Читаем На краю государевой земли полностью

Кириллка немного потоптался в избе, понял бесполезность разговора с воеводой и ушел.

— Вот! — подал Пущин наказ Боборыкину из Томска, от князя Шаховского. — Иван Федорович послал ведать служилыми!

— Хм! А мне Томск не указ! — отрезал Боборыкин. — Сами острогом стоим! Тобольским разрядом живем! И тебе бы, сотник, не встревать в нашу с князем канительку!
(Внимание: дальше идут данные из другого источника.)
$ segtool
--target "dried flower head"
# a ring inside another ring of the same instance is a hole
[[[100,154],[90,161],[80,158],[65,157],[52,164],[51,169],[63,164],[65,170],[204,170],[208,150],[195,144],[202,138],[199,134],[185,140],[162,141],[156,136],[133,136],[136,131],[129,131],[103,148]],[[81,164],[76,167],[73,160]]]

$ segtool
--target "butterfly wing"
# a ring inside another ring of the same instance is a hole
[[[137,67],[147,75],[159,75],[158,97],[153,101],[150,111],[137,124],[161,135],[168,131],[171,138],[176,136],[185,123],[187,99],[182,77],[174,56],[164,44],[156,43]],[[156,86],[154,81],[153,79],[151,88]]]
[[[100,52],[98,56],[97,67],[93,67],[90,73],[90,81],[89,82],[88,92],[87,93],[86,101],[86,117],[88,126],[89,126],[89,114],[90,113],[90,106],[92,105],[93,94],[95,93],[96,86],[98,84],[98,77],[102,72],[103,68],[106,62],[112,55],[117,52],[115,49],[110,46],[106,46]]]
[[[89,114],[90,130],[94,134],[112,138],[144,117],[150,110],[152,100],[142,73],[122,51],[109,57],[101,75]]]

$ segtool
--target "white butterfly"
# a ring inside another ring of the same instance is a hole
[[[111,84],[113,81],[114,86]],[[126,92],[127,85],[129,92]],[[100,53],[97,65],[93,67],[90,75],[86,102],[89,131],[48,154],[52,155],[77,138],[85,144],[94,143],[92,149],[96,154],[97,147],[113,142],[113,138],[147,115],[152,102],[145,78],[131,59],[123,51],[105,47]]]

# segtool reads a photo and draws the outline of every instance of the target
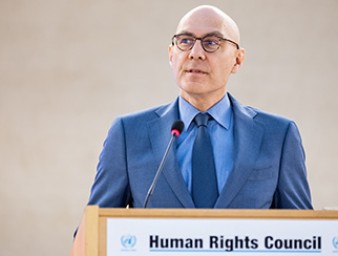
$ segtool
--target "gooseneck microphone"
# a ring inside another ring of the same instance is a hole
[[[169,144],[167,146],[167,149],[165,150],[164,152],[164,155],[163,155],[163,158],[161,160],[161,163],[156,171],[156,174],[155,174],[155,177],[153,179],[153,182],[151,183],[150,187],[149,187],[149,190],[148,190],[148,193],[147,193],[147,196],[146,196],[146,199],[144,200],[144,204],[143,204],[143,208],[147,208],[147,205],[148,205],[148,201],[149,201],[149,198],[151,197],[151,195],[153,194],[153,191],[156,187],[156,184],[157,184],[157,180],[163,170],[163,166],[164,166],[164,163],[165,161],[167,160],[167,157],[168,157],[168,154],[169,154],[169,151],[174,143],[174,140],[181,135],[181,132],[183,131],[184,129],[184,123],[181,121],[181,120],[177,120],[173,123],[173,125],[171,126],[171,138],[170,138],[170,141],[169,141]]]

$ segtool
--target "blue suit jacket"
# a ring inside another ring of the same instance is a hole
[[[296,125],[229,97],[234,113],[234,167],[215,208],[311,209]],[[88,204],[142,207],[170,140],[171,125],[178,118],[177,100],[117,118],[104,143]],[[169,153],[148,207],[195,207],[175,149]]]

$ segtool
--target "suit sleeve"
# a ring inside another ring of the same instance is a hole
[[[275,208],[313,209],[307,181],[305,153],[295,123],[291,122],[283,144]]]
[[[89,205],[126,207],[130,201],[125,134],[122,119],[109,129],[99,157]]]

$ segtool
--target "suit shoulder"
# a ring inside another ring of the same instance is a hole
[[[167,109],[171,108],[173,104],[175,104],[175,102],[119,115],[115,118],[114,123],[122,122],[125,125],[133,125],[137,127],[137,125],[143,125],[148,121],[158,118],[162,113],[165,113]]]

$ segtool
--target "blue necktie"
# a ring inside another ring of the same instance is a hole
[[[192,198],[197,208],[213,208],[218,197],[209,118],[209,114],[199,113],[194,119],[198,132],[192,151]]]

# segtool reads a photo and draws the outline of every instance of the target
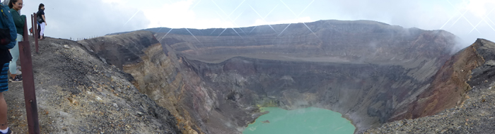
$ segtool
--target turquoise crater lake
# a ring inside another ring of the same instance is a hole
[[[342,114],[328,109],[308,107],[287,111],[277,107],[264,107],[269,113],[248,126],[243,134],[310,133],[352,134],[356,127]]]

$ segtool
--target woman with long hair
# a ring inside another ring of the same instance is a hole
[[[16,42],[16,46],[11,49],[11,54],[12,54],[12,61],[8,66],[8,70],[11,72],[11,77],[8,80],[12,83],[21,83],[23,82],[23,78],[21,75],[17,75],[17,60],[19,59],[19,42],[23,40],[23,34],[24,34],[24,23],[25,22],[25,16],[21,16],[19,11],[23,8],[23,0],[11,0],[8,3],[8,7],[11,8],[11,13],[12,13],[12,18],[13,19],[13,23],[16,24],[16,29],[17,29],[17,39]]]
[[[43,39],[45,38],[45,26],[47,25],[47,20],[45,18],[45,4],[40,4],[37,8],[37,13],[36,13],[37,17],[38,25],[40,25],[40,39]]]

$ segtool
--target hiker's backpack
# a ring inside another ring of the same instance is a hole
[[[8,6],[0,4],[0,49],[10,49],[16,45],[16,24]]]

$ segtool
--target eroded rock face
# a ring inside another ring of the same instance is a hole
[[[154,33],[160,44],[141,31],[85,45],[122,65],[141,92],[180,120],[183,133],[240,133],[261,115],[257,106],[328,109],[359,131],[415,117],[421,114],[411,106],[437,85],[435,74],[455,44],[445,31],[373,21],[306,25]]]

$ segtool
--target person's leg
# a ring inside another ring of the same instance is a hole
[[[8,80],[7,71],[8,71],[8,63],[4,64],[0,73],[0,129],[7,129],[7,103],[4,98],[4,92],[8,90]]]
[[[45,38],[45,22],[40,24],[40,25],[41,25],[41,32],[40,32],[40,39],[43,39]]]
[[[13,79],[17,75],[17,60],[19,59],[19,42],[23,39],[23,35],[17,34],[17,40],[16,45],[11,49],[11,55],[12,55],[12,61],[8,66],[8,70],[11,71],[11,78]]]

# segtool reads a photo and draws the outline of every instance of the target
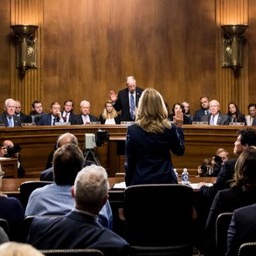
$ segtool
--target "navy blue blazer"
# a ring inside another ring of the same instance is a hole
[[[144,89],[141,88],[136,87],[136,106],[138,106],[138,102],[143,91]],[[116,111],[122,110],[121,121],[134,121],[130,116],[129,92],[127,88],[118,92],[118,98],[116,102],[113,104],[113,107]]]
[[[7,120],[7,116],[5,112],[0,115],[0,123],[4,123],[5,127],[9,127],[9,123]],[[14,126],[21,126],[20,118],[16,115],[13,115],[13,125]]]
[[[185,152],[183,129],[171,124],[163,133],[149,133],[137,124],[127,127],[125,181],[126,186],[137,184],[178,183],[170,150]]]
[[[27,242],[39,250],[95,248],[104,255],[129,255],[128,243],[93,216],[72,210],[61,217],[36,218]]]
[[[208,124],[210,124],[210,119],[212,114],[208,114],[202,116],[202,122],[208,122]],[[219,113],[219,117],[217,120],[217,125],[229,125],[230,117],[227,115]]]
[[[204,116],[206,116],[205,112],[205,109],[197,109],[195,112],[193,121],[201,122],[201,119]]]
[[[51,126],[52,116],[51,113],[42,115],[36,122],[36,126]],[[56,118],[56,122],[59,122],[60,118]]]
[[[237,255],[239,246],[256,240],[256,204],[236,209],[227,232],[227,256]]]
[[[63,116],[63,111],[61,111],[61,116],[63,117],[63,119],[64,119],[64,116]],[[71,123],[74,116],[75,115],[73,113],[73,112],[71,112],[71,114],[69,115],[68,120],[66,120],[66,122],[70,122]]]
[[[88,115],[90,122],[99,122],[99,119],[96,116]],[[84,124],[83,119],[81,117],[81,114],[76,115],[73,117],[73,120],[71,124]]]

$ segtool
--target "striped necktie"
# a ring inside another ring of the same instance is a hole
[[[130,93],[130,115],[132,119],[135,119],[135,102],[133,92]]]

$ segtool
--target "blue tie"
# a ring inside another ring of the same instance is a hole
[[[132,119],[135,119],[135,103],[134,103],[134,97],[133,97],[133,92],[130,93],[130,114]]]
[[[12,119],[12,117],[9,118],[9,127],[13,127]]]

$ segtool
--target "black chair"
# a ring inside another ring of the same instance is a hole
[[[8,221],[5,219],[0,219],[0,227],[5,230],[6,234],[9,236],[10,230]]]
[[[227,252],[227,230],[230,227],[233,213],[219,214],[216,220],[215,237],[218,256],[225,255]]]
[[[104,256],[97,249],[63,249],[63,250],[40,250],[46,256]]]
[[[256,242],[242,244],[238,250],[238,256],[256,255]]]
[[[125,237],[130,255],[192,255],[189,186],[133,185],[124,192]]]
[[[54,182],[43,182],[43,181],[29,181],[22,182],[19,185],[20,202],[26,210],[26,205],[29,201],[30,194],[33,190],[38,188],[42,188],[48,184],[52,184]]]

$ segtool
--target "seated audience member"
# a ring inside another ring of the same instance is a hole
[[[78,172],[71,189],[74,208],[63,217],[36,218],[27,242],[40,250],[95,248],[106,256],[129,255],[127,242],[98,221],[108,191],[106,170],[95,164],[85,167]]]
[[[86,124],[91,122],[99,122],[99,119],[90,114],[90,102],[83,100],[80,103],[79,115],[76,115],[73,118],[71,124]]]
[[[30,112],[30,122],[36,123],[36,122],[40,119],[42,115],[45,114],[43,112],[43,104],[40,100],[35,100],[32,102],[32,109],[33,110]]]
[[[71,99],[66,100],[64,103],[63,110],[61,112],[62,118],[64,122],[72,123],[74,114],[73,113],[74,102]]]
[[[230,121],[232,123],[245,123],[244,115],[240,112],[237,106],[234,102],[229,103],[227,115],[230,117]]]
[[[19,116],[15,115],[16,101],[12,99],[7,99],[5,101],[5,112],[0,114],[0,123],[5,127],[20,126],[21,122]]]
[[[112,106],[112,101],[108,100],[105,104],[102,113],[99,116],[101,124],[118,124],[120,123],[120,116]]]
[[[135,78],[130,75],[126,78],[126,88],[119,91],[118,95],[114,91],[109,92],[114,109],[121,111],[121,121],[135,120],[136,108],[143,90],[137,86]]]
[[[84,166],[80,148],[73,144],[59,147],[54,155],[54,183],[34,190],[29,199],[25,215],[65,214],[74,206],[70,193],[78,172]],[[99,213],[99,221],[112,228],[112,211],[109,201]]]
[[[54,102],[50,104],[50,112],[43,114],[36,122],[36,126],[55,126],[56,122],[64,123],[61,112],[61,104]]]
[[[44,256],[30,244],[8,242],[0,245],[1,256]]]
[[[195,110],[194,115],[194,121],[195,122],[201,122],[201,119],[205,115],[208,115],[210,113],[209,109],[209,97],[206,95],[202,95],[200,97],[200,106],[201,108],[199,109]]]
[[[21,148],[19,145],[14,145],[13,142],[9,140],[5,140],[2,144],[2,147],[0,150],[0,157],[10,157],[10,158],[18,158],[18,178],[22,178],[25,176],[25,169],[20,163],[19,154]]]
[[[256,116],[256,104],[251,103],[248,105],[248,115],[245,116],[246,125],[251,126],[255,120]]]
[[[174,123],[161,95],[153,88],[144,91],[134,124],[127,127],[125,182],[139,184],[178,183],[170,150],[182,156],[185,152],[183,113],[177,110]]]
[[[46,170],[40,174],[40,181],[54,182],[53,158],[54,152],[58,147],[68,144],[78,146],[78,139],[74,134],[65,133],[57,138],[56,145],[48,157]]]
[[[181,103],[176,102],[174,104],[171,112],[172,113],[168,115],[168,119],[173,121],[173,117],[176,116],[177,110],[182,111],[183,113],[183,124],[191,124],[189,118],[185,115],[184,106]]]
[[[20,123],[29,123],[29,116],[21,112],[21,104],[19,100],[16,100],[15,114],[19,117]]]
[[[198,167],[198,176],[216,177],[223,162],[229,159],[229,153],[223,148],[219,148],[214,157],[205,158],[200,166]]]
[[[189,103],[187,102],[183,102],[182,105],[184,106],[185,109],[185,116],[188,116],[189,118],[190,123],[192,123],[193,122],[193,116],[190,113],[190,106]]]
[[[206,225],[206,234],[214,240],[215,223],[219,214],[256,202],[256,147],[243,150],[235,165],[235,182],[230,189],[219,191]]]
[[[16,231],[24,220],[24,212],[17,199],[8,197],[1,192],[3,175],[4,172],[0,171],[0,218],[7,220],[10,230],[9,238],[16,240],[20,238]]]
[[[9,237],[5,230],[0,227],[0,244],[9,242]]]
[[[209,102],[209,106],[211,113],[203,116],[201,119],[202,122],[207,122],[211,126],[229,125],[229,116],[220,113],[218,101],[213,99]]]
[[[240,244],[256,241],[255,214],[256,204],[241,207],[234,211],[227,232],[227,256],[237,255]]]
— Ты прочти наказ-то! — жестко сказал Пущин. — Там велено еще «соболиные книги» дозиратъ!

Боборыкин глянул на него, прищурился. На больших залысинах у него заблестели капельки пота, в глазах же мелькнул злобный огонек.

И Пущин понял, что он не даст прошибить себя, будет и дальше лично владеть государевой «соболиной казной», как своей, и не подпустит к «соболиным книгам». Да и, памятуя все, что произошло с его дядькой в Томске, он не позволит править служилыми ему, Пущину.

— Федька, иди отсюда, — тихо попросил он сына, чувствуя, что свирепеет и не хотел бы, чтобы тот видел его таким.

Федька вышел из воеводской и пошел к избе, в которой они устроились уже на постой. Изба была грязной, тесной, с клопами, вся пропахла вяленой рыбой и неистребимым холостяцким духом.

И там, у самой избы он увидел нарты, на них сидел какой-то мужик. А подле нарт стояла женщина, инородка, но светлокожая.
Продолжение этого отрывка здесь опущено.